Urteile rund um die Fliese

Wenn die Fliese zum Streitobjekt wird
Wenn die Fliese zum Streitobjekt wird

Wenn die Fliese zum Streitobjekt wird

So eine Fliese ist ja höchst vielseitig. Sie wird im Haus und im Garten als Bodenbelag verwendet, ebenso in Bädern und Küchen an der Wand. Generell gelten Fliesen im Vergleich mit Teppichen und Holzböden als eher robust. Doch auch hier kommt es immer wieder zu Schäden. Sei es, dass die Oberflächen gleich nach dem Verlegen feine Kratzspuren aufweisen. Sei es, dass ein Mieter gegen den Willen des Eigentümers diverse Fliesen angebohrt hat. Die Extra-Ausgabe des Infodienstes Recht und Steuern der LBS stellt einige Streitfälle zu diesem Thema vor.
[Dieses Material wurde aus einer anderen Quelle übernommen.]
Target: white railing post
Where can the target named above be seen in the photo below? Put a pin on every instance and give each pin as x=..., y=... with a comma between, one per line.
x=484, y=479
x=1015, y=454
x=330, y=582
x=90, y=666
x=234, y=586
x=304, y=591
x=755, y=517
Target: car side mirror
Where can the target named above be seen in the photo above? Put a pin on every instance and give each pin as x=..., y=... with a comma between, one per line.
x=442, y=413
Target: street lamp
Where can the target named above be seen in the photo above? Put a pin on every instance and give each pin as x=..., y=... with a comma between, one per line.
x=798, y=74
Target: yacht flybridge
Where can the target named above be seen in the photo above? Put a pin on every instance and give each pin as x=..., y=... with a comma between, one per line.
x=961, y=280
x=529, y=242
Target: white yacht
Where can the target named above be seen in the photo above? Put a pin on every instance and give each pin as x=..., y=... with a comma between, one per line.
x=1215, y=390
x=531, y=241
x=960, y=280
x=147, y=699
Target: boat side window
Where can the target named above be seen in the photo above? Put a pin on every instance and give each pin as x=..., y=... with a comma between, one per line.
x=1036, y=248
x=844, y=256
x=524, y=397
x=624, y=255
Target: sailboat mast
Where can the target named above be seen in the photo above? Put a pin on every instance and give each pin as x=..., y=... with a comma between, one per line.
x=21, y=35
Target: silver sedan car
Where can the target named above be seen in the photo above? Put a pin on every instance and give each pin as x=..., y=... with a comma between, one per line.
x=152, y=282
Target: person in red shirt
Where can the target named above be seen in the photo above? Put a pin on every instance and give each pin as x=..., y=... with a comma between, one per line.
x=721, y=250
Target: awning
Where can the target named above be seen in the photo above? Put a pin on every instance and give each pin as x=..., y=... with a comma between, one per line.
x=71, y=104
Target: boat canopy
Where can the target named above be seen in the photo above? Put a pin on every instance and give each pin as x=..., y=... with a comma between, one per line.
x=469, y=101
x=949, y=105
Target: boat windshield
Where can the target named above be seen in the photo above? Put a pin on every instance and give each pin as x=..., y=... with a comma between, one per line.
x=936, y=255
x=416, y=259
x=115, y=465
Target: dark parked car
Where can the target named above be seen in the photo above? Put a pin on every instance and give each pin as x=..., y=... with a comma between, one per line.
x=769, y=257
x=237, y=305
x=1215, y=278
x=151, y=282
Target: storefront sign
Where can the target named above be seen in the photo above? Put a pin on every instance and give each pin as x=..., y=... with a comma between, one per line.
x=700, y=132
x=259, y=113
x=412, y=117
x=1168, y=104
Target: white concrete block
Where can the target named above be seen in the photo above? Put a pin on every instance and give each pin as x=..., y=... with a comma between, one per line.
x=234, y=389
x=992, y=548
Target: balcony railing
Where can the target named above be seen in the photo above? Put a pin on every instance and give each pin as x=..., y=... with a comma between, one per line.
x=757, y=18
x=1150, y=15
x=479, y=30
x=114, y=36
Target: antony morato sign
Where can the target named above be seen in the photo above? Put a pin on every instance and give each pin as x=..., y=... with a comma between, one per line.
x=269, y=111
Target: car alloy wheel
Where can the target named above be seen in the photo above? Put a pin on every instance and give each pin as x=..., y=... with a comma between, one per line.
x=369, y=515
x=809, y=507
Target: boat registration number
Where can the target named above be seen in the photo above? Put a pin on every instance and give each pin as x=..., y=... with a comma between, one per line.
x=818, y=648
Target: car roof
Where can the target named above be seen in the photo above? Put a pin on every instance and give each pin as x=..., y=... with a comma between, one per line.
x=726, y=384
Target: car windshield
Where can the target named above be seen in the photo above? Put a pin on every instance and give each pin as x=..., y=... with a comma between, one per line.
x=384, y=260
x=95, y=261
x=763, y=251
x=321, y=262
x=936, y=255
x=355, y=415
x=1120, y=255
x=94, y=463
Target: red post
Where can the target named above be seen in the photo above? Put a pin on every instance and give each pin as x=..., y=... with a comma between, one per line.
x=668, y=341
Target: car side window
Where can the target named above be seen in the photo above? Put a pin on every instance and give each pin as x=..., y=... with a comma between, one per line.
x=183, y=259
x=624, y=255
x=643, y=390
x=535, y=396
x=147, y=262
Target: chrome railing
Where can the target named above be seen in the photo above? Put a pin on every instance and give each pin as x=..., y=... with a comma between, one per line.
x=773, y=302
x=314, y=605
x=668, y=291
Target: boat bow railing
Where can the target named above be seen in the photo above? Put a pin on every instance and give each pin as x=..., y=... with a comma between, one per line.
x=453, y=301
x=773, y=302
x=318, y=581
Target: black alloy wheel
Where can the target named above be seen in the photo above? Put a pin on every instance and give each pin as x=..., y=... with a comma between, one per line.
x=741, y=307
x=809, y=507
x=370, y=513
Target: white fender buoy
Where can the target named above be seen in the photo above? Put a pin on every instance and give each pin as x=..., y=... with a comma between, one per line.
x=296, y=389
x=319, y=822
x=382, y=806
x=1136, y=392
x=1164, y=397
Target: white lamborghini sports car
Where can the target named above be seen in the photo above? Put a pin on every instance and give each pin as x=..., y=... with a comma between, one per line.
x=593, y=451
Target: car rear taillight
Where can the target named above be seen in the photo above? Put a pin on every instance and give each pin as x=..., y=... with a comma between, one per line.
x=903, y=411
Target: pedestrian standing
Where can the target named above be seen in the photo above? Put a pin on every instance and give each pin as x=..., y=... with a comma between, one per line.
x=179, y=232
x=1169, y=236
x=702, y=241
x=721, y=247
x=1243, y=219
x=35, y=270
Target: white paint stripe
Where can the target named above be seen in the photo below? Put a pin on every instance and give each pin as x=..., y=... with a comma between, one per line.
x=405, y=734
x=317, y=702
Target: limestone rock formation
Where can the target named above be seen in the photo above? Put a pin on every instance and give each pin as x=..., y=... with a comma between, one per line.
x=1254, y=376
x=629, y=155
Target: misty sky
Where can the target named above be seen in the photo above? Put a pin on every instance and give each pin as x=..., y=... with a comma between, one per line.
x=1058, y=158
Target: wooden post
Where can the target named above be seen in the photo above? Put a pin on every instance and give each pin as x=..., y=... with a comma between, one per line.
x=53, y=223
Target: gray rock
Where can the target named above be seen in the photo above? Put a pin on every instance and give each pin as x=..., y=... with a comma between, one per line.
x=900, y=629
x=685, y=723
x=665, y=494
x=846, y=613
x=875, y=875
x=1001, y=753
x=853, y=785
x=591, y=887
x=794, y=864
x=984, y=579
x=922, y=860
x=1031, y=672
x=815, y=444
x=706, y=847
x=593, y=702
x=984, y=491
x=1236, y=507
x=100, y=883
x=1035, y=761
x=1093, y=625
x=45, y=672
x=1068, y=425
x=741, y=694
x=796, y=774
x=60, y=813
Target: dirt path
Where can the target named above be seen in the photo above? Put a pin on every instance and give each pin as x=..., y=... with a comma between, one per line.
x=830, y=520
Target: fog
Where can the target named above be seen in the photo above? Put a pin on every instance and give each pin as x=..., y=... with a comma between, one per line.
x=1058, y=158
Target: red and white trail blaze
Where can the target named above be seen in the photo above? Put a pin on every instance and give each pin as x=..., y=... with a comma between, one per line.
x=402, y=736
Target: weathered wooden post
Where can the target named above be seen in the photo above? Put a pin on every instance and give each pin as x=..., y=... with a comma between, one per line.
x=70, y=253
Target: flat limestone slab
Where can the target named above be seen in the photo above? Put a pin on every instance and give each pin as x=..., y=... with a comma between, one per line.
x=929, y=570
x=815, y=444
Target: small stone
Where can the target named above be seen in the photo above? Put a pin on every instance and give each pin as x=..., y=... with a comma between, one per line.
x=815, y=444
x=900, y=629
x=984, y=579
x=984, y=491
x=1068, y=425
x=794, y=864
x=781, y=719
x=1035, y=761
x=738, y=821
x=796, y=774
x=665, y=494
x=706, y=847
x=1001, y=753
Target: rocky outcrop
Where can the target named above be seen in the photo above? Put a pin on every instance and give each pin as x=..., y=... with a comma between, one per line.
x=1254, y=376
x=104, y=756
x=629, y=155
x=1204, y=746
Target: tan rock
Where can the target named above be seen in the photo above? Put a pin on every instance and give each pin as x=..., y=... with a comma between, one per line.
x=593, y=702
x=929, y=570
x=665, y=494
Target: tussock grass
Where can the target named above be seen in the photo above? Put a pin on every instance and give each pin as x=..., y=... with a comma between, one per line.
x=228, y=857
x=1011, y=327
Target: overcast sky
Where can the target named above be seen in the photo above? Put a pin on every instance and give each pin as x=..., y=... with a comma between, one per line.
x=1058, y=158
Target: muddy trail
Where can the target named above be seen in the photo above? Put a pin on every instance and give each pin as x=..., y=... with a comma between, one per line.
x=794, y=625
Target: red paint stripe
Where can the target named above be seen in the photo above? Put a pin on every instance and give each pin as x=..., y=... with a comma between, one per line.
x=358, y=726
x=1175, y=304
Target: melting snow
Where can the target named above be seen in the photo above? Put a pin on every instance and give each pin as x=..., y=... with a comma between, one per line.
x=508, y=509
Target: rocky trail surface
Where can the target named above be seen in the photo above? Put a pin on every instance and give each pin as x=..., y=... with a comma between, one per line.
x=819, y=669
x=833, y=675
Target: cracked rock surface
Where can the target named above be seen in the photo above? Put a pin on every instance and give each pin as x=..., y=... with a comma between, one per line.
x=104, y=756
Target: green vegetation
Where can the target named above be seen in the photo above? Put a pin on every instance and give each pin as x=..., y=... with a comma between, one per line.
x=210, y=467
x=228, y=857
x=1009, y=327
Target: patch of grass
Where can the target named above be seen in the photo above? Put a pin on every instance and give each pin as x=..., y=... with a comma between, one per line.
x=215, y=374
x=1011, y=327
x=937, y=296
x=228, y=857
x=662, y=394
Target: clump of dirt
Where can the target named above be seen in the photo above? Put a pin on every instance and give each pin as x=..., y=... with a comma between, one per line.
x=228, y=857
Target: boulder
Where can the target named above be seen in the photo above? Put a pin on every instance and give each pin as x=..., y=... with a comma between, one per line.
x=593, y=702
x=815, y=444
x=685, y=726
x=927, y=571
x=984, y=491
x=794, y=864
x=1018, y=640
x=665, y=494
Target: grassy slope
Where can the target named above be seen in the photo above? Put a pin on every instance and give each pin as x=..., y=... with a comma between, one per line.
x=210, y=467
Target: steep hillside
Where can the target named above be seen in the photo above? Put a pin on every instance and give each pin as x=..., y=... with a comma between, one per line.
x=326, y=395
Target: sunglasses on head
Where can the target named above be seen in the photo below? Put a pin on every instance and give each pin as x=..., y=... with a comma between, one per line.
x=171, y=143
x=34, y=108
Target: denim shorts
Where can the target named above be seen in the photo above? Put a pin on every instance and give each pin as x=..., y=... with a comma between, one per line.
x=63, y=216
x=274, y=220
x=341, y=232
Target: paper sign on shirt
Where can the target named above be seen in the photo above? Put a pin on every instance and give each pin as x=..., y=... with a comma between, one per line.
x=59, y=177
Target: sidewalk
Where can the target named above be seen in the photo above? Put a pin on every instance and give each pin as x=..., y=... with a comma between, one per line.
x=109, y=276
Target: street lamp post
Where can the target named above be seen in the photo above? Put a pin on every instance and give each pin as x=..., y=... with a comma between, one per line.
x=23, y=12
Wieviel Dübellöcher dürfen sein – und wo?
14 Dübellöcher in einer Küche sind durchaus noch im Bereich des Üblichen – zumindest dann, wenn keine Arbeitsplatte vorhanden war und der Mieter diese selbst anbringen musste. Die Befestigung einer Arbeitsplatte gehört nach Überzeugung des Amtsgerichts Rheinbach zum gewöhnlichen Mietgebrauch. Der Eigentümer müsse sich damit abfinden, dass sich auf Grund der besonderen räumlichen Situation einige der Dübellöcher mitten in den Fliesen befinden (Aktenzeichen 3 C 199/04).

Fuge oder Fliese?
Grundsätzlich sollte sich allerdings ein Mieter schon bemühen, Bohrlöcher nur in den Fugen anzubringen. Denn dort richten sie weit geringeren Schaden an. Das Amtsgericht Berlin-Köpenick wies einen Mieter darauf hin, dass er durchaus in der Lage gewesen wäre, seine Wandspiegel und Schränke mit Hilfe von Bohrungen in den Fugen anzubringen. Nun aber waren Fliesen gerissen. Dafür musste der Verursacher der Schäden aufkommen (Aktenzeichen 4 C 64/12).

Fliesen weg – was nun?
Wenn der Vermieter die Fliesen auf dem Balkon bei einer Renovierung entfernen lässt und stattdessen den billigeren Estrich als Bodenbelag wählt, dann hat der Wohnungsmieter keinen Anspruch auf Wiederherstellung des ursprünglichen Zustandes. Das Landgericht Berlin wies darauf hin, dass der Wohnzweck durch den Austausch nicht beeinträchtigt werde. Das sei ganz anders, wenn zum Beispiel im Inneren des Objekts ein Parkettboden oder Stuckdecken verschwänden. Diese erhöhten den Wohnwert (Aktenzeichen 62 S 133/00).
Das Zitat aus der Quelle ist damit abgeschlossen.